Bright copper kettles and warm woolen mittens;
Brown paper packages tied up with strings;
Cream-colored ponies and crisp apple strudels;
Doorbells and sleigh bells and schnitzel with noodles;
Wild geese that fly with the moon on their wings;
Girls in white dresses with blue satin sashes;
Snowflakes that stay on my nose and eyelashes;
Silver-white winters that melt into springs;
But Beer Tabby's my most favorite thing
How Do You Solve a Problem Like Maria? Maybe this is best answered in song.
If you like...
Sarcastic comments and senseless admissions
Provoking strangers with stupid additions
Smart assed satire that everyone sings
Beer Tabby’s your new favorite thing
Fritos and salsa and football on Sundays
Big margaritas and drier warmed undies
Chuck Berry singing my ding-a-ling
Beer Tabby ‘s your new favorite thing
Merry Blog Pirates and anything stupid
Catching and letting my dog hump cupid
Tinea Corporis is a fungus caused ring
Beer Tabby ‘s your new favorite thing
Bestest wishes,
Tabby
Bike riding is as fun as it is good for you. But I recommend that you save your drier warmed undies for after you’ve finished exercising.

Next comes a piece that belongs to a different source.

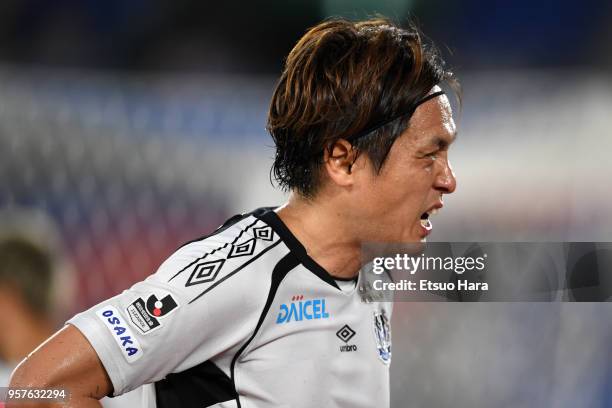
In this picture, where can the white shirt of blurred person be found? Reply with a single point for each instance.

That reminds me, when I was a kid my Dad took my Schwinn Sting-Ray away from me because he thought that the sissy bar and banana seat were promoting homosexual tendencies (not that there is anything wrong with that). And even though I’m a great cook and a pretty decent interior designer, Dad was wrong.

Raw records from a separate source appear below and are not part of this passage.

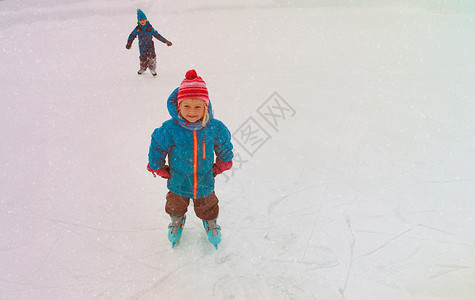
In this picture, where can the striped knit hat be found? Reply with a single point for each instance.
(193, 86)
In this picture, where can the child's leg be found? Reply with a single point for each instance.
(143, 63)
(207, 208)
(176, 205)
(152, 61)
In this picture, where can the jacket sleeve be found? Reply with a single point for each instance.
(222, 145)
(158, 36)
(159, 148)
(133, 35)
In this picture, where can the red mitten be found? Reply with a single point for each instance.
(221, 166)
(163, 172)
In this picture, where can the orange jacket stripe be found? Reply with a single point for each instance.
(195, 164)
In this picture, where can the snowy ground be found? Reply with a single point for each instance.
(363, 189)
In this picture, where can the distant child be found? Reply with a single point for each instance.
(145, 31)
(190, 139)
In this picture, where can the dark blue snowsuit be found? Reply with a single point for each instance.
(146, 45)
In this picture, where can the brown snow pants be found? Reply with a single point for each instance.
(206, 208)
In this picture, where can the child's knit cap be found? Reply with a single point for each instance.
(141, 15)
(193, 86)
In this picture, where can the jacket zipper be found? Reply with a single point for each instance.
(195, 165)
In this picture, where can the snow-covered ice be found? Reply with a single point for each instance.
(360, 187)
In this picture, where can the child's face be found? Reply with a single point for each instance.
(192, 110)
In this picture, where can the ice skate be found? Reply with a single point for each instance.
(175, 228)
(213, 231)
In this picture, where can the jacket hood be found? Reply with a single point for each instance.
(172, 105)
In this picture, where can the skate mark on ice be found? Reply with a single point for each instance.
(352, 249)
(451, 269)
(386, 243)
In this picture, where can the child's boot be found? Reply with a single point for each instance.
(175, 228)
(143, 66)
(213, 230)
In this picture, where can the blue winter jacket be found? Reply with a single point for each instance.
(145, 34)
(190, 148)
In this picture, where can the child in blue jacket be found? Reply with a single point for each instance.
(190, 139)
(145, 32)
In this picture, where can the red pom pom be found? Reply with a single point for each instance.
(191, 74)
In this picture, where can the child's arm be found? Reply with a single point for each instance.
(159, 148)
(159, 37)
(223, 146)
(131, 38)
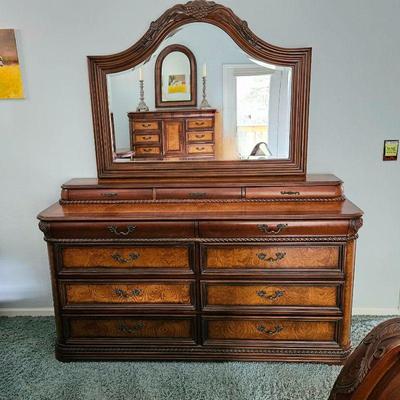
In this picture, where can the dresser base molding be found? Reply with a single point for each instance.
(314, 354)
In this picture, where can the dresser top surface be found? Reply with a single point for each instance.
(202, 211)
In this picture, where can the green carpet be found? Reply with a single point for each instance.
(28, 370)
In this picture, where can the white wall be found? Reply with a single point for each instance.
(355, 102)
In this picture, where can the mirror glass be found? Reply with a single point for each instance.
(248, 113)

I’ll leave you with one final thought…
"I go by instinct - I don't worry about experience" - Barbra Streisand
Bestest wishes,
Tabby
Yep, Kum and Gos are from Iowa - I grew up with 'em. I think they're pretty new in Missoula. Maybe that explains the high teen pregnancy rate in my hometown...subliminal messaging.
My intention was not to rant. I don't really think ranting does anything but upset folks and makes them fight against you. I was just simply trying to plant a seed. I am glad you are so conscious about the way you get around in Missoula. Like I said, I am not anti-car, just anti-only-car and it sounds like you are too. I also agree that designing an efficient trans system that gives all the different modes more equal footing makes sense; and allows these options to work for more Missoulians. Thanks for your comments and actions.
I see your Schwartz is as big as mine...
Perhaps it would be better if you were to describe for me the type of space that you need filled. If this is in regards to Aristotle’s philosophical notion that empty space sucks, then all you got to do is tell me what your interesting in sucking.
If you’re writing this in response to my last post, sorry to disappoint but that was only a joke as you’ll never find me at a Broadway show.
Bestest wishes,
Tabby
It’s very common for a man to name his manhood. Popular names included Jimmy, Hammer and Fireman. And yes, even Schwartz.
Not to be left out, I’ve named mine Mr. Roarke. The chicks dig it because when Mr Roark is released I yell, “Welcome to Fantasy Island.” I think that it makes them feel special.
Bestest wishes,
Tabby
My glass is a little empty. Put it on my tab, Beet Rabby.
Naturam expellas furca, tamen usque recurret. Mea mihi conscientia pluris est quam omnium sermo.
Corripe Cervisiam!
Bestest wishes,
Tabby
Suus nomen est non Toby , is est Kunta Kintay!
Bestest wishes,
Tabby
Your poem was beautiful! It’s gunna be weeks before my nipples retract to their normal posture.